Library of Congress streaming preserved films online for free
Even though the Library of Congress is temporarily closed to the public, they are streaming more than seven thousand videos online for free, according to The New York Times. The largest library in the world was created in 1800 by the same act of Congress that moved the federal government to Washington, D.C., with President John Adams approving a five thousand-dollar budget for books. The library also invites the public to nominate titles for the National Film Registry, which adds “culturally, historically, or aesthetically significant” texts annually with the help of the advisory body that is the National Film Preservation Board.
James Gandolfini wanted “The Sopranos” to be a movie before passing away in 2013
Vincent Pastore, who played Salvatore Bonpensiero on HBO’s The Sopranos (1999-2007), told The Sunday Times series star James Gandolfini wanted to adapt the show to film before he died of a heart attack at fifty-one years old on vacation in Italy, according to Metro. Pastore says showrunner David Chase ended the series ambiguously on purpose so as to open The Sopranos up for a movie. Chase describes the “genius” actor as one of the greatest of all time, Gandolfini having won three Primetime Emmy Awards as well as a Golden Globe for his performance as conflicted mob boss Tony Soprano.
“Tiger King” director on the future of the Netflix documentary series
Last year, UCP signed Kate McKinnon to star in and executive produce a limited series called Joe Exotic, a scripted adaptation of a Wondery podcast, according to Page Six. However, Eric Goode, who codirected Netflix’s Tiger King (2020), says he feels like dramatization would not do the story justice, though he would cast McKinnon (or Kathy Bates) as animal rights activist Carole Baskin, and Edward Norton or Sam Rockwell as Joe Exotic. While Dax Shepard, Jared Leto, and Norton himself have been playfully lobbying for the role on social media, Goode says he has enough footage for a second season.

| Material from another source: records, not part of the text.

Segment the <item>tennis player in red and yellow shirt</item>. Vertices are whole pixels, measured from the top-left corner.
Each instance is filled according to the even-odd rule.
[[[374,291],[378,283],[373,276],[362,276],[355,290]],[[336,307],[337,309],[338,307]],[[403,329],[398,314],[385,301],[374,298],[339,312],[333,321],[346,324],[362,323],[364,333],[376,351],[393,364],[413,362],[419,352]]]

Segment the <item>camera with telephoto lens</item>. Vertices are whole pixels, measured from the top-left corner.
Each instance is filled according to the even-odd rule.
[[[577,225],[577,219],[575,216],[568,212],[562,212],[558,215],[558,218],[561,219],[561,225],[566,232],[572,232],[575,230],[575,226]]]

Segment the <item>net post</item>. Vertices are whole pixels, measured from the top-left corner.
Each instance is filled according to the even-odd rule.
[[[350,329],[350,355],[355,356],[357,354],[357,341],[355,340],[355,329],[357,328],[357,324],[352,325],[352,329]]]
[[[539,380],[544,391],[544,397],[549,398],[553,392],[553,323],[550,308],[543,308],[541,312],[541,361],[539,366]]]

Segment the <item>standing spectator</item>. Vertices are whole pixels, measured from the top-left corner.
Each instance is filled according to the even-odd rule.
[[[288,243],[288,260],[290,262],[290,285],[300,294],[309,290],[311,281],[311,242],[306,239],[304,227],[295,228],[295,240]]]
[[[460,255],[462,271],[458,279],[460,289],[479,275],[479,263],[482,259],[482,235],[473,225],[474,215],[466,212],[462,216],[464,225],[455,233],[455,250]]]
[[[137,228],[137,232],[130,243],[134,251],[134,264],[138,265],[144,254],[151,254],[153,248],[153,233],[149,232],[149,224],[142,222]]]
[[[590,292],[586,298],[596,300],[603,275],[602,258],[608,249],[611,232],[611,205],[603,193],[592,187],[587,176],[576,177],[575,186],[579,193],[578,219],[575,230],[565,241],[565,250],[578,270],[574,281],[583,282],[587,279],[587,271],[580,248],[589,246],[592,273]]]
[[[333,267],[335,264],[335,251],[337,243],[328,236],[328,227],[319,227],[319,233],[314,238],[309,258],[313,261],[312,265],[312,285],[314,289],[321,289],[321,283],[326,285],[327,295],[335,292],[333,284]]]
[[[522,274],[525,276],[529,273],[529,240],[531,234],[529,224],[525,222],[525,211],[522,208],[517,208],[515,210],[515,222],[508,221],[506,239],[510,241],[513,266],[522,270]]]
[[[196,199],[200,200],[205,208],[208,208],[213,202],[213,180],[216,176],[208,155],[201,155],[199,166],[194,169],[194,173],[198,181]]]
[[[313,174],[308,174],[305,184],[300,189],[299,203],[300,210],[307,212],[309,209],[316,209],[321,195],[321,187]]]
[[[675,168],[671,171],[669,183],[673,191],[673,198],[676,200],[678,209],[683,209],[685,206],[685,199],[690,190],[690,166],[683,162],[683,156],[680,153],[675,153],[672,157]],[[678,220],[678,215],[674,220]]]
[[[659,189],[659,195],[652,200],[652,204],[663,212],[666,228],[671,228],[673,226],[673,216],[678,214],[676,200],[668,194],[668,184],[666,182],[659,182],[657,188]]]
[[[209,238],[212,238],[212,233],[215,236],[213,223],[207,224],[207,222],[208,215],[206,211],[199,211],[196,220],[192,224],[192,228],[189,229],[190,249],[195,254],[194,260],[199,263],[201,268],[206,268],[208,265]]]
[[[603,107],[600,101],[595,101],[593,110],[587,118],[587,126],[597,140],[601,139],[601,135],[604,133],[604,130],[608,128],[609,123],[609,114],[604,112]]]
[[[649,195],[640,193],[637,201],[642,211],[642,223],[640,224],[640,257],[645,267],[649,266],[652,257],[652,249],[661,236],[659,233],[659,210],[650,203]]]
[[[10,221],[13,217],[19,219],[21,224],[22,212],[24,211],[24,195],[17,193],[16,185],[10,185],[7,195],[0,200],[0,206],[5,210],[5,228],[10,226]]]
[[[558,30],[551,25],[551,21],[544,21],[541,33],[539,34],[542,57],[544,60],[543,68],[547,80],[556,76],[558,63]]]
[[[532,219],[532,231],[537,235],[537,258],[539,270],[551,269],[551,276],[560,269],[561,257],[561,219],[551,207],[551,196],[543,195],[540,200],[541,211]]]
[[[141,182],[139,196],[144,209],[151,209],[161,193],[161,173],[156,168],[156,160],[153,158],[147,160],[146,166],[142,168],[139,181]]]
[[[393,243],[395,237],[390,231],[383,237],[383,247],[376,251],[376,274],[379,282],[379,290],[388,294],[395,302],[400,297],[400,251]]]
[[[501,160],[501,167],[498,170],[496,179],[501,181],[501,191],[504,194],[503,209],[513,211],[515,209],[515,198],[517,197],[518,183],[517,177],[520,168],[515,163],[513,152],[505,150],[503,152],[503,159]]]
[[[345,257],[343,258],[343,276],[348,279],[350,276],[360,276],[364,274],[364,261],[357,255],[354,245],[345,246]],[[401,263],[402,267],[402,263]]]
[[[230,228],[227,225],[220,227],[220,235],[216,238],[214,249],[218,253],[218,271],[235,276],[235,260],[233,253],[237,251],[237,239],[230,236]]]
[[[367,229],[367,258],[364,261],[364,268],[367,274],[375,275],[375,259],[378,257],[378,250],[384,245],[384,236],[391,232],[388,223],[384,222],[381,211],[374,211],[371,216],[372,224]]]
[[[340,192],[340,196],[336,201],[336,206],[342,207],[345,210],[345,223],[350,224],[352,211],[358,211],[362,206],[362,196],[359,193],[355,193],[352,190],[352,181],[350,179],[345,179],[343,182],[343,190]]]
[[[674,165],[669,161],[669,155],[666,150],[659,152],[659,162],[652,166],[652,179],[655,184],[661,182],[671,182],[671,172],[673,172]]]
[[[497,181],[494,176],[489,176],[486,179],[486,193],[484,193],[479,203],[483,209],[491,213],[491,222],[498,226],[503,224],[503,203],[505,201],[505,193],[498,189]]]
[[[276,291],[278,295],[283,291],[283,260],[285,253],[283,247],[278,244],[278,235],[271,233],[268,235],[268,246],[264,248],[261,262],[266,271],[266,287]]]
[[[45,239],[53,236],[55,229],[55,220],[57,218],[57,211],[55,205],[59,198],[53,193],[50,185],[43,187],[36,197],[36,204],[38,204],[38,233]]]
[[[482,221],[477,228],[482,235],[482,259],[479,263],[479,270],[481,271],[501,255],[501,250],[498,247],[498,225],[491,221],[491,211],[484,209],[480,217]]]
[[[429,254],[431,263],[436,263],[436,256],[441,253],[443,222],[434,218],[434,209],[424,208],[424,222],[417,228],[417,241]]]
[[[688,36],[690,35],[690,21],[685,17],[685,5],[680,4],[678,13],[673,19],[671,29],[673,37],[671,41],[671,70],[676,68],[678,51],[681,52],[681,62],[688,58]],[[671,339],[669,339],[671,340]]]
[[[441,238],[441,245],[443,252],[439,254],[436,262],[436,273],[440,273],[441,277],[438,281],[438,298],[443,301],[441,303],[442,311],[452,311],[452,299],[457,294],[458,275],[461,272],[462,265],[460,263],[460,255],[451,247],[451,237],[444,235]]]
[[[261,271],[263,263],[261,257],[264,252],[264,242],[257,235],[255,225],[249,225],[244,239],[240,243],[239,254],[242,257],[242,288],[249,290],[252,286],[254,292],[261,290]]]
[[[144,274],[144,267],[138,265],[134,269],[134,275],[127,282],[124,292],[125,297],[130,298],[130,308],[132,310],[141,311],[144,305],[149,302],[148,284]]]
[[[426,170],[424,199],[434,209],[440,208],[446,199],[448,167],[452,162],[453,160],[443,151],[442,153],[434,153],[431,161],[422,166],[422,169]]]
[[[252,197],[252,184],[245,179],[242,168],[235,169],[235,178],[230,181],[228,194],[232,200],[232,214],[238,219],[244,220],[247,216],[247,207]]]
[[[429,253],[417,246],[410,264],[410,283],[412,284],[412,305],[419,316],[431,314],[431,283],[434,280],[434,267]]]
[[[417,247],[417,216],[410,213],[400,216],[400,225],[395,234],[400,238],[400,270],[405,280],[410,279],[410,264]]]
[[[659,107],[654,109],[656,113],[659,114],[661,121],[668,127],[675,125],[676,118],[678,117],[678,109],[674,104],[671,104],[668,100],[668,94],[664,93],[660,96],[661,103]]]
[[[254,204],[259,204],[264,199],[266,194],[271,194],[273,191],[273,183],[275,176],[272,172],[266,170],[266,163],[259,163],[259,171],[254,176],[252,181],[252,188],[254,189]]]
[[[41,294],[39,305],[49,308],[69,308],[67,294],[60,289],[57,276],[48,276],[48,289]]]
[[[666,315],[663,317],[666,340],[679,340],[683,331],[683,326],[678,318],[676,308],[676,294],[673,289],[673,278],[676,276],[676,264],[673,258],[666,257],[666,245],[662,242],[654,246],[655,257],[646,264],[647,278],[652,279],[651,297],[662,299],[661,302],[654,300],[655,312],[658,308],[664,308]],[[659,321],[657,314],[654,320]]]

Film at Lincoln Center magazine to go on hiatus

On Friday, Film at Lincoln Center executive director Lesli Klainberg released a memo announcing the organization would be furloughing or laying off half of its fifty-person full-time staff and all of its part-time employees, according to Variety. While continuing to provide health insurance for the furloughed full-timers, the company (which has published Film Comment since 1962) will release the May/June issue of the cinema and arts magazine digitally, after which time it will be placed on an indefinite hiatus. As per recommendations from the Department of Health and Centers for Disease Control, the center already suspended its theater operations March 12.